By Elvenia Gray-Sandiford
Dealing with the loss of a loved one is a difficult and deeply personal experience that everyone will face at some point in their life.
As a lifelong learner of family science and sociology, I have been studying, discussing, and writing about death, loss, and grieving over the past three weeks. It so happens that this time of year is particularly poignant for me, because I lost my mother during Easter and my husband just a few months later, around Christmas time a few years ago. I also lost my eldest sister — the matriarch of my family — in May. My late husband’s birthday was at the end of March, and mine is in the first week of April. The last conversation I had with my mother was on my birthday, and she struggled to tell me “Happy birthday” before passing away in the early hours of the next morning.
I grieved my mother’s passing, but it was easier to justify given her age. The death of my husband, however, completely changed life for me in ways I never imagined. Some people believe that since he was ill for a while, I should have been prepared for his passing. The two weeks between our birthdays I find especially challenging, and people’s unsympathetic response only added to my pain.
Despite the difficulties of loss, I have found hope and strength in the work of scholars like Froma Walsh, whose model on family resilience highlights the six areas of support needed to help individuals and families cope with loss. Walsh’s model emphasizes the importance of social support, communication, problem-solving skills, coping strategies, spirituality, and positive outlooks.
Emotional support can be helpful for someone feeling overwhelmed or alone, and practical support can include running errands, cooking meals, or helping with childcare. Informational support can include providing resources for counseling or therapy, advice on how to cope with specific challenges, or providing information about the grieving process, while instrumental support can include financial assistance or help with legal or administrative tasks related to the loss. Social companionship can involve spending time together, such as going for walks, sharing a meal, or participating in activities.
One of the most important aspects of dealing with loss is recognizing that grieving is a personal journey, and everyone copes with loss differently. Some people find comfort in reaching out to trusted friends or family members for support, while others may benefit from seeking professional help from a therapist or grief counselor.
It is essential to take the time to process your emotions and give yourself space to heal.

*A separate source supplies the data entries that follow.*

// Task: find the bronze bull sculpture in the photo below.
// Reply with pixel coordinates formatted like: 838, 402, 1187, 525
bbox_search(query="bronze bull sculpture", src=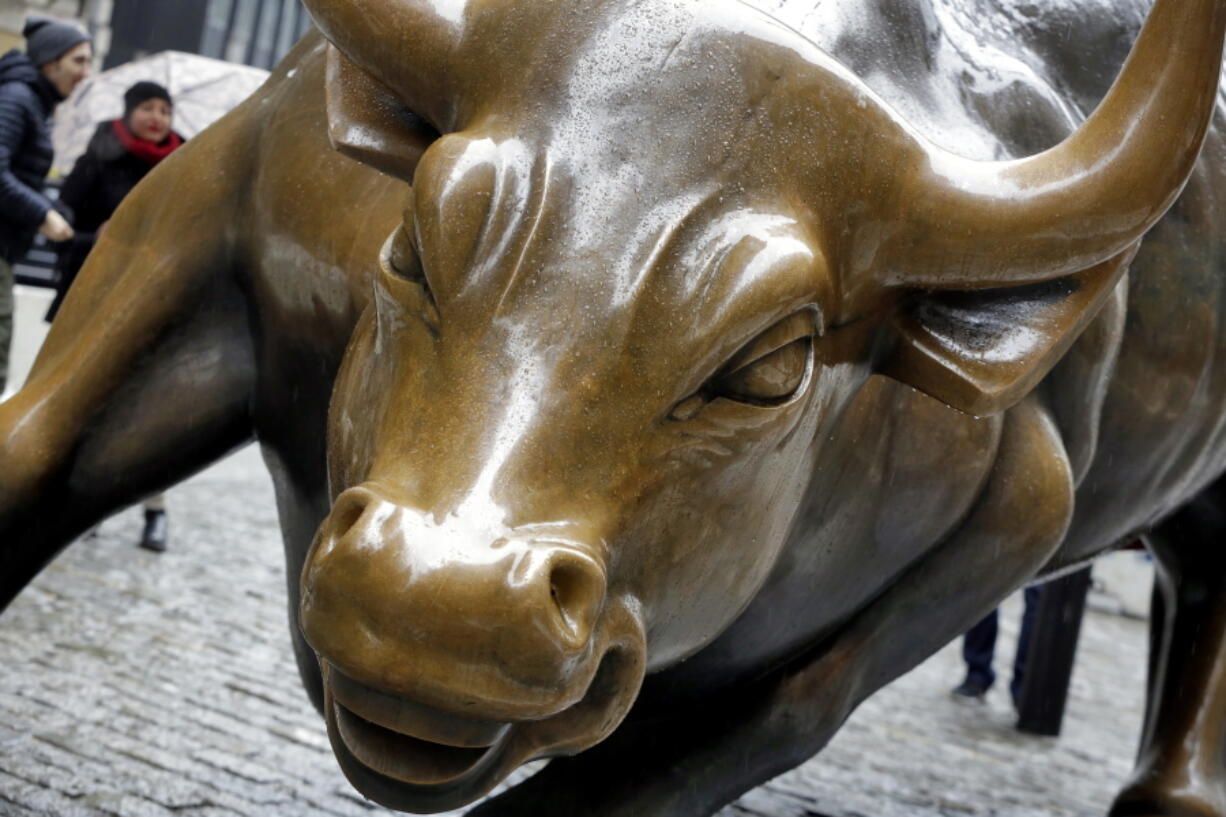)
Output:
0, 0, 1226, 817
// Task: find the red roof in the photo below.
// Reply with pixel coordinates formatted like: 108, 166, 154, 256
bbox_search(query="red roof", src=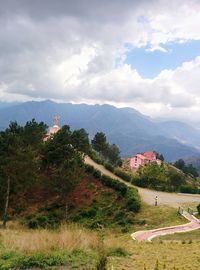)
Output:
143, 152, 156, 160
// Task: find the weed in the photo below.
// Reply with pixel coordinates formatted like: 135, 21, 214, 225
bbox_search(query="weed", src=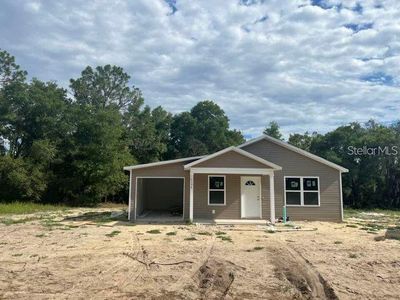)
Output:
215, 231, 226, 235
106, 230, 121, 237
217, 235, 233, 243
0, 217, 41, 226
0, 202, 69, 215
196, 231, 212, 235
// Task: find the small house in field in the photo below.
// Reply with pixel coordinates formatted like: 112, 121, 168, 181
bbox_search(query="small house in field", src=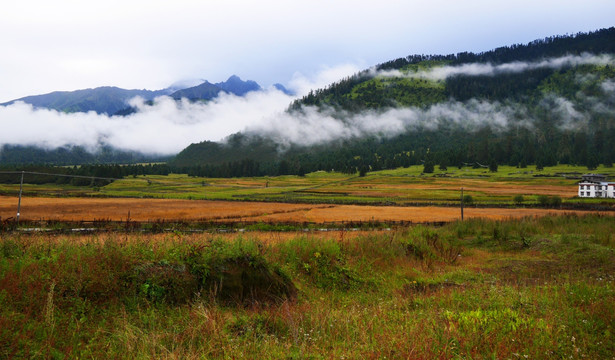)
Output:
579, 174, 615, 199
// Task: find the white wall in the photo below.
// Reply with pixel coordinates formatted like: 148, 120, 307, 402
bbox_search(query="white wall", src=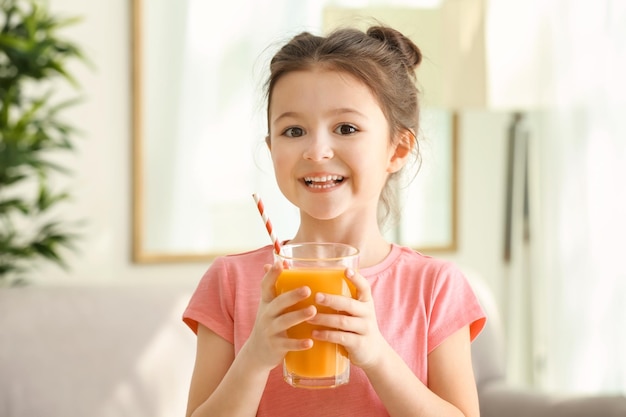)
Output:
36, 0, 507, 290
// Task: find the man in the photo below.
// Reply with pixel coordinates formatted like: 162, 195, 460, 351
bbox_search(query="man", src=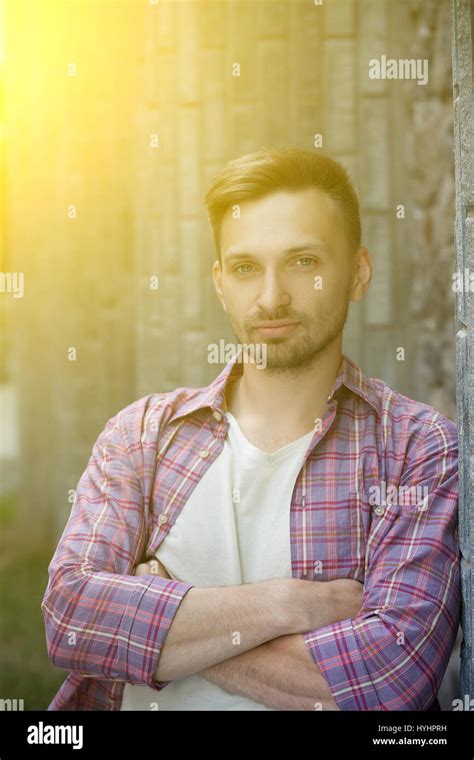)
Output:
42, 148, 460, 710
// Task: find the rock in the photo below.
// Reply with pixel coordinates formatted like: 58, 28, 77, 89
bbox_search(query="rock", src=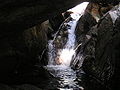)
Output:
83, 5, 120, 90
0, 20, 49, 82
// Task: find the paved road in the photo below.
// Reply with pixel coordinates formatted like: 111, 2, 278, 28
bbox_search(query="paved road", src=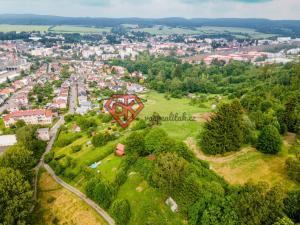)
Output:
69, 81, 77, 114
44, 164, 115, 225
31, 77, 115, 225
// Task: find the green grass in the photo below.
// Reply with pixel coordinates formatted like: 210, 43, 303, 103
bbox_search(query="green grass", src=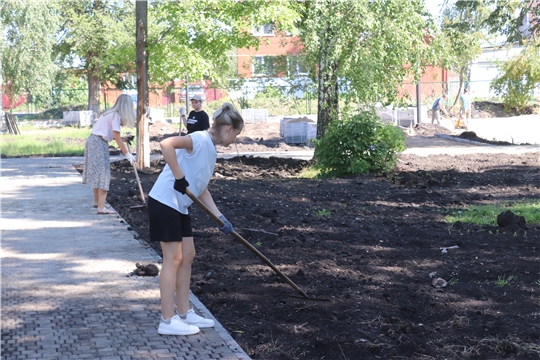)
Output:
0, 126, 91, 156
445, 200, 540, 226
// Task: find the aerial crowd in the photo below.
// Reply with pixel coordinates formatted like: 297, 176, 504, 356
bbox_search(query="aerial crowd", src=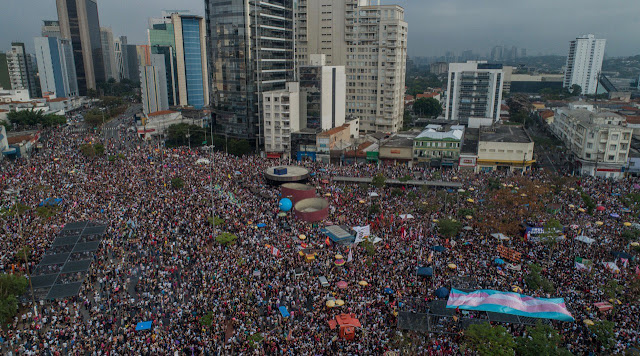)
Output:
0, 122, 640, 355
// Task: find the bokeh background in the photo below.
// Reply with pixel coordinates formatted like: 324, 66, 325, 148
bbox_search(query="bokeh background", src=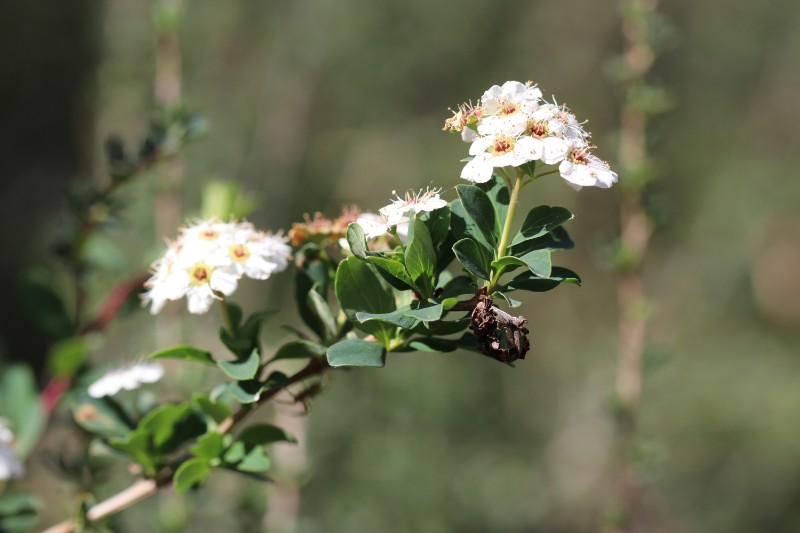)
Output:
0, 0, 800, 533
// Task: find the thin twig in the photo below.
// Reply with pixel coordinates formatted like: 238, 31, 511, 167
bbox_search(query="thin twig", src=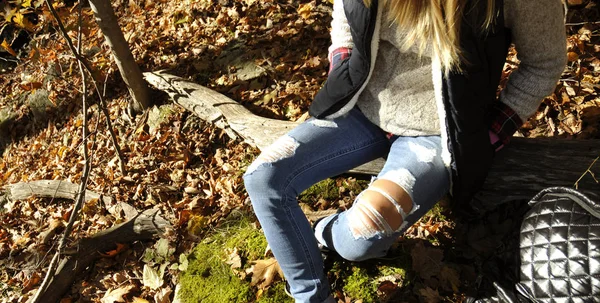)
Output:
565, 21, 600, 26
573, 156, 600, 189
44, 0, 126, 175
31, 0, 90, 303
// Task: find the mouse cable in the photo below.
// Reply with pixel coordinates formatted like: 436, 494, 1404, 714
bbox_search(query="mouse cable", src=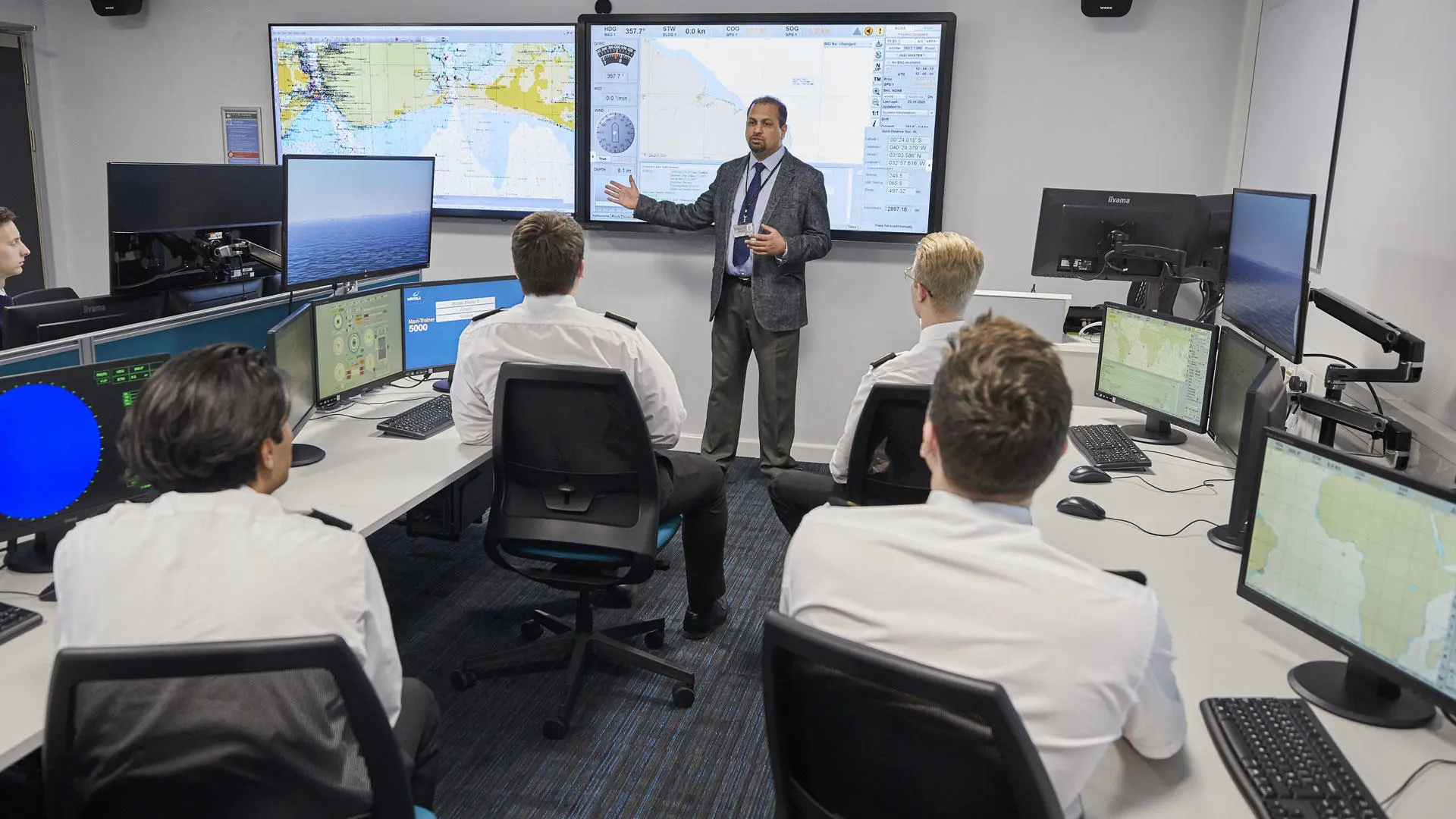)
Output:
1380, 759, 1456, 808
1108, 517, 1217, 538
1112, 475, 1233, 495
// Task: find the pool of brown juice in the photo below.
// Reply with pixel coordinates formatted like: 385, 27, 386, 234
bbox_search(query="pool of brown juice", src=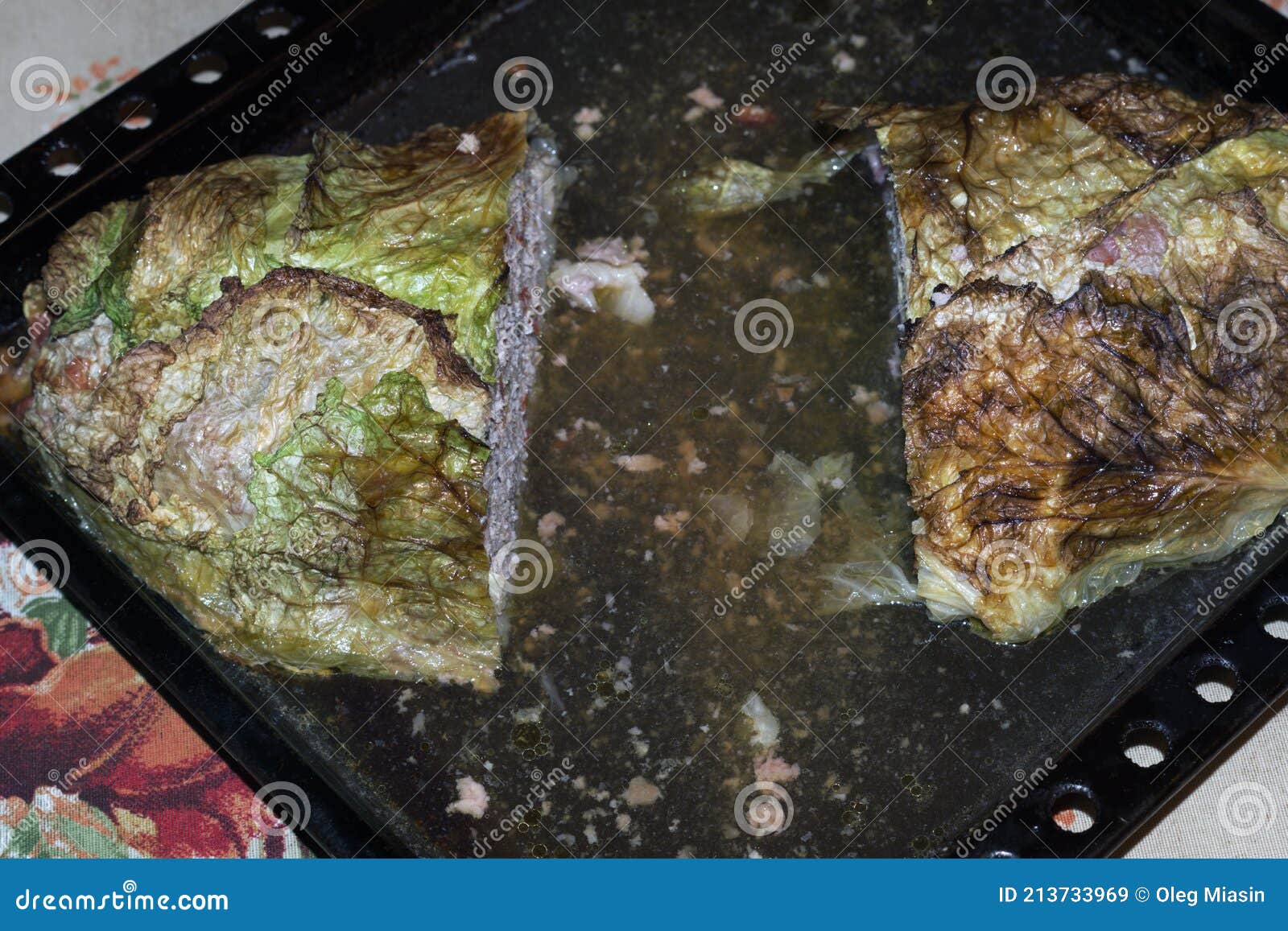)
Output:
181, 0, 1170, 856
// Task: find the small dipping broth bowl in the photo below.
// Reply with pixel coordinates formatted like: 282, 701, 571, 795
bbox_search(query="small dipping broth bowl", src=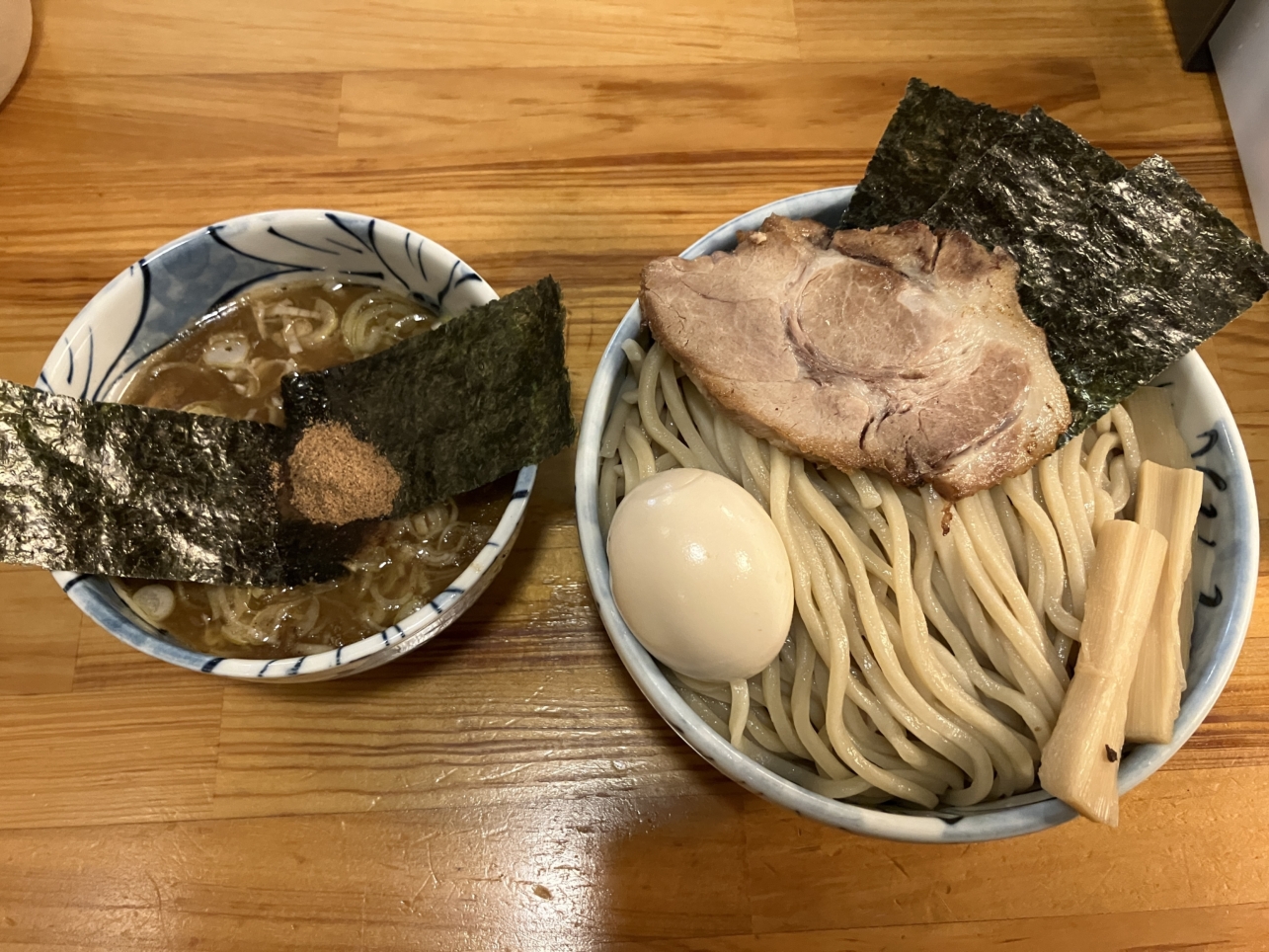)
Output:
575, 187, 1260, 842
37, 209, 537, 681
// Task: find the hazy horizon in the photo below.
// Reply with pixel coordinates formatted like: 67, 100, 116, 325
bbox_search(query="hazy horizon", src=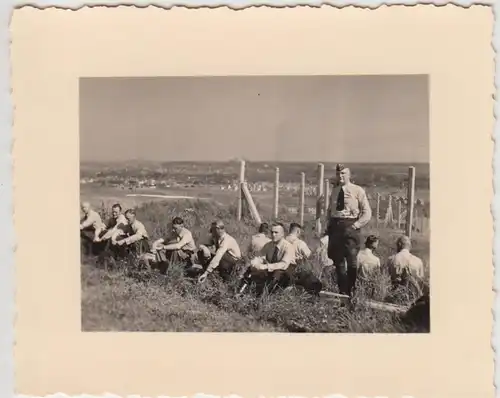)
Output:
80, 75, 430, 164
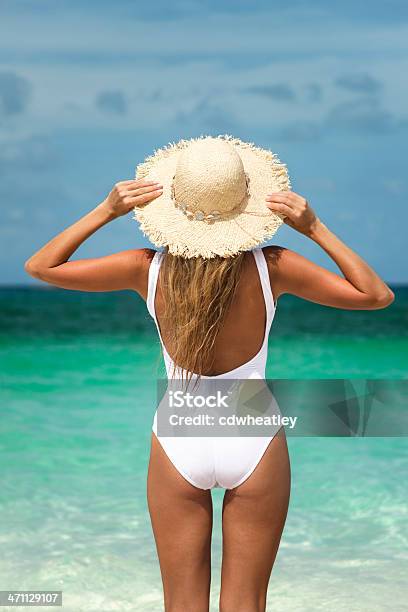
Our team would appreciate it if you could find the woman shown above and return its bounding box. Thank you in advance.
[25,136,394,612]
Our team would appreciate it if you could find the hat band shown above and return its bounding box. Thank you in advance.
[171,172,250,223]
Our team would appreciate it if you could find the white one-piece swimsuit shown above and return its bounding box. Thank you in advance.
[146,248,280,489]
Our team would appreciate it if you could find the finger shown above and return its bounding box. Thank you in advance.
[265,192,295,206]
[126,183,163,196]
[266,202,295,219]
[130,189,163,206]
[116,179,159,187]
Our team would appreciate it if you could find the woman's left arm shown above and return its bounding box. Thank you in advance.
[24,180,163,291]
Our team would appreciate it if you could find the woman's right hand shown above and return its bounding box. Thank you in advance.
[100,179,163,217]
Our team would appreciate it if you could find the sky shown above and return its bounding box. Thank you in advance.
[0,0,408,285]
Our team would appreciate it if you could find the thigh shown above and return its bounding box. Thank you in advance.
[147,433,213,612]
[221,428,290,611]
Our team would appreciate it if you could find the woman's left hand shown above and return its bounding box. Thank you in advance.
[100,179,163,217]
[265,191,319,236]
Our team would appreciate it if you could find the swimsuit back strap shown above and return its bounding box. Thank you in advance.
[146,251,162,320]
[252,248,275,322]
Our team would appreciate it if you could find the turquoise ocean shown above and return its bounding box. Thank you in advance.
[0,287,408,612]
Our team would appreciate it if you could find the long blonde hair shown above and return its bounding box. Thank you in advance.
[159,251,245,382]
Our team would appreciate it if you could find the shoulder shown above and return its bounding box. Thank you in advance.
[120,248,156,298]
[262,244,299,298]
[120,248,156,269]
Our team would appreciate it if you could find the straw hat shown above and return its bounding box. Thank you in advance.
[133,134,290,259]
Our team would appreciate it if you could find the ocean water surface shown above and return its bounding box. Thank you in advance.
[0,287,408,612]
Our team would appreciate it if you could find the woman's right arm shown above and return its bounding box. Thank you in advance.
[265,192,394,310]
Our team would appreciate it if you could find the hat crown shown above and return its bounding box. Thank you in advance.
[173,137,247,214]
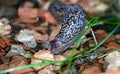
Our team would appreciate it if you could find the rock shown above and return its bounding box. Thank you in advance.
[104,51,120,72]
[0,18,11,36]
[6,44,26,58]
[16,29,37,48]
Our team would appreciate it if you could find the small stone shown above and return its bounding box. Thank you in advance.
[6,44,26,58]
[104,51,120,72]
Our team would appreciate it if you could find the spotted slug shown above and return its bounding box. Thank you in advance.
[51,4,86,54]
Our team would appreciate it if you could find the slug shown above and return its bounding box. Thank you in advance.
[50,4,86,54]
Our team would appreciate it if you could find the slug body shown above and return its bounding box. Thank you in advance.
[52,4,86,54]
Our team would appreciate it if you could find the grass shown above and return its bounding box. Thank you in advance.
[0,0,120,74]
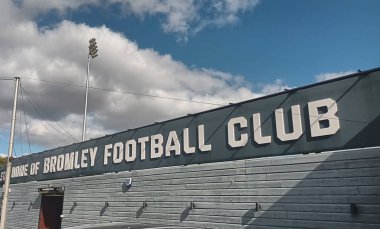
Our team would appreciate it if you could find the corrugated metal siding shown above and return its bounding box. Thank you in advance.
[2,148,380,228]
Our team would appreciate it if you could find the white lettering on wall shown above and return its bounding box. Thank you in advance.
[125,140,136,162]
[227,117,248,148]
[252,113,272,145]
[150,134,164,158]
[198,125,211,152]
[165,131,181,157]
[275,105,302,142]
[183,128,195,154]
[103,144,112,165]
[307,98,340,137]
[137,137,149,160]
[113,142,124,164]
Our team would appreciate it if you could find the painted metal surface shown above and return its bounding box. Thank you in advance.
[2,69,380,182]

Grief is a natural and necessary process, one which demands time for individuals to heal. There is no timeline for how long it takes to grieve, and everyone’s experience will be different. Finding ways to cope with loss, and seeking support, can make the journey easier.
In my experience, the loss of someone we love never truly goes away. We learn to live with the pain and find ways to cope with it. By recognizing the importance of social support and coping strategies, we can find hope and strength in our grief, and help others do the same.